As Russell said when revealing the test results for the emulation service, a master manager service can be provided by different types of institutions, not just a multi-manager like itself, including investment banks, index managers and custodians.
So far, NAB Custodian Services has been making the running following a client roadshow last October. NAB is offering three services: emulation, master manager and ‘propagation’, with most savings accruing from a combination of master manager and propagation.
Propagation is a term used by systems provider DST International for a module in its HiPortfolio funds management system. The module allows trades in one portfolio to be automatically put into other portfolios. This has a variety of uses, one of which is to minimise capital gains tax (CGT).
Traditionally, CGT has been calculated at the portfolio level, even though the tax is applicable at the fund level as the legal entity which owns the shares. If the custodian ‘propagates’ all the portfolios, it significantly widens the choice of tax parcels or lots to be matched for greatest tax efficiency.
Propagation of portfolios has been available through Hi-Portfolio for about 14 years, originally developed for Perpetual Trustees for more efficient management of multiple funds across different asset classes.

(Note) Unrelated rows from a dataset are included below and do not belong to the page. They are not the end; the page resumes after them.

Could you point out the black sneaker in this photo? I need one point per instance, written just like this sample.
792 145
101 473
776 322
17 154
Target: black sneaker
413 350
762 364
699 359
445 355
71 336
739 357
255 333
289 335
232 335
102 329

It has also been used by insurance companies whose funds are subject to different regulatory requirements.
NAB quotes figures from specialist agency broker and trading technology firm Investment Technology Group (ITG) for the cost savings from the master manager service (see separate report), based on trading data from 47 funds managers. Trading cost savings, including market impact, were estimated by ITG at 66bps. With tax savings and the re-investment of the freed-up cash, total savings can be more than 100bps, according to Patrick Liddy, director of marketing and strategy for NAB Custody.
NAB has been talking to a range of funds managers, on behalf of its client super funds, and is hopeful of trialling its first full master manager service for either one or two big funds from this quarter.
While it is difficult to point to any theoretical flaws in the argument for using a master manager, the most commonly asked question is whether disclocating the relationship between manager and broker will adversely impact performance longer term. NAB’s Liddy says that of the managers he has spoken to so far, 90 per cent said they would participate in a master manager program if the clients so directed.